In the case of Brodalumab and Addyi, I believe they are worth less (in the short-term) than what it would cost to advertise them and bring them to market.

$300 million in Brodalumab sales, as Starfish Investing suggested, is impossible. Joe Papa himself seemed to indicate that the drug would receive a black box warning based on its suicide link.

Doctors and patients would have to be educated on Brodalumab's risks, and since the risk of depression and suicide is already elevated in plaque psoriasis patients, doctors are unlikely to choose this drug when safer drugs like Stelara exist.

Also, Brodalumab has a financial consideration that makes it a further disaster for Valeant. Quote from ir.valeant.com September 1st, 2015:

"Under the terms of the agreement, Valeant will make an upfront payment to AstraZeneca of $100 million, as well as additional pre-launch milestones of up to $170 million and further sales-related milestone payments of up to $175 million following launch. After approval, AstraZeneca and Valeant will share profits."

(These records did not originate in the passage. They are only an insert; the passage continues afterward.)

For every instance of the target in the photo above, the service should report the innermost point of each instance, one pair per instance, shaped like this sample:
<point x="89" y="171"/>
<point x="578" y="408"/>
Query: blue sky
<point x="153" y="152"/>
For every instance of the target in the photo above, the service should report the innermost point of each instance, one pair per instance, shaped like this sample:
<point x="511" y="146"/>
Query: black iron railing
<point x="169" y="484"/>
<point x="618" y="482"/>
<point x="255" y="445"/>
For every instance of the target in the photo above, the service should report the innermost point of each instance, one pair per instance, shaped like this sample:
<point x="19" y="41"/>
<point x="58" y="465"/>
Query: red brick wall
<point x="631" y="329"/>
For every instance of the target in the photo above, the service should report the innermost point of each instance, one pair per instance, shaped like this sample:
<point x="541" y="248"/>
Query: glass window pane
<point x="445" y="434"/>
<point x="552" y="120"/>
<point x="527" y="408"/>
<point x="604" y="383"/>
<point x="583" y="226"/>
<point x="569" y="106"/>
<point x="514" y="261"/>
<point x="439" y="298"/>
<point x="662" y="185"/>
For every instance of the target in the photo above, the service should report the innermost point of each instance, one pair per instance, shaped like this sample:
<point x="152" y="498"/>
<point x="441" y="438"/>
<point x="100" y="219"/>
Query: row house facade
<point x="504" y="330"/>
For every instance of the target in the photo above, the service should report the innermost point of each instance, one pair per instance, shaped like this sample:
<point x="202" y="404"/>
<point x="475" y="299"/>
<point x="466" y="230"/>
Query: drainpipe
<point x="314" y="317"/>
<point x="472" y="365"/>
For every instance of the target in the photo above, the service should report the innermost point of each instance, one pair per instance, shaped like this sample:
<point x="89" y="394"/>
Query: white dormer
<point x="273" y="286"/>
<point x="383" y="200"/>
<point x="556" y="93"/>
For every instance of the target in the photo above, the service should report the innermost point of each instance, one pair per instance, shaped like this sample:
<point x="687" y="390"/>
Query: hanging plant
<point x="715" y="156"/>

Just like with Addyi, Valeant got ripped off. Seeing as Brodalumab sales will probably be unable to top $170 million in EBITDA for least eight quarters (cumulative), Valeant will most likely lose money on this drug - putting further strain on its solvency in 2017.

Conclusion

The problem with Valeant is not Joe Papa, and I would like to retract any such insinuations in my previous article. Valeant suffers from legacy issues. I don't believe any CEO, good or bad, will be able to prevent bankruptcy without selling assets or increasing prices to a ludicrous degree.

Brodalumab, far from being Valeant's savior, will cost more cash than it will generate for 4-10 quarters after its approval due to milestone payments to AstraZeneca.

Valeant's pipeline is weak, and the drugs within it were bought based on the assumption that Valeant would be able to price gouge with them through the now defunct Philidor. Without Philidor, many of these assets are worth less than what it would cost to develop and market them in the near-term.

In light of all these challenges, a Valeant bankruptcy is still on the table if assets are not sold.

Disclosure: I/we have no positions in any stocks mentioned, and no plans to initiate any positions within the next 72 hours.

I wrote this article myself, and it expresses my own opinions. I am not receiving compensation for it (other than from Seeking Alpha). I have no business relationship with any company whose stock is mentioned in this article.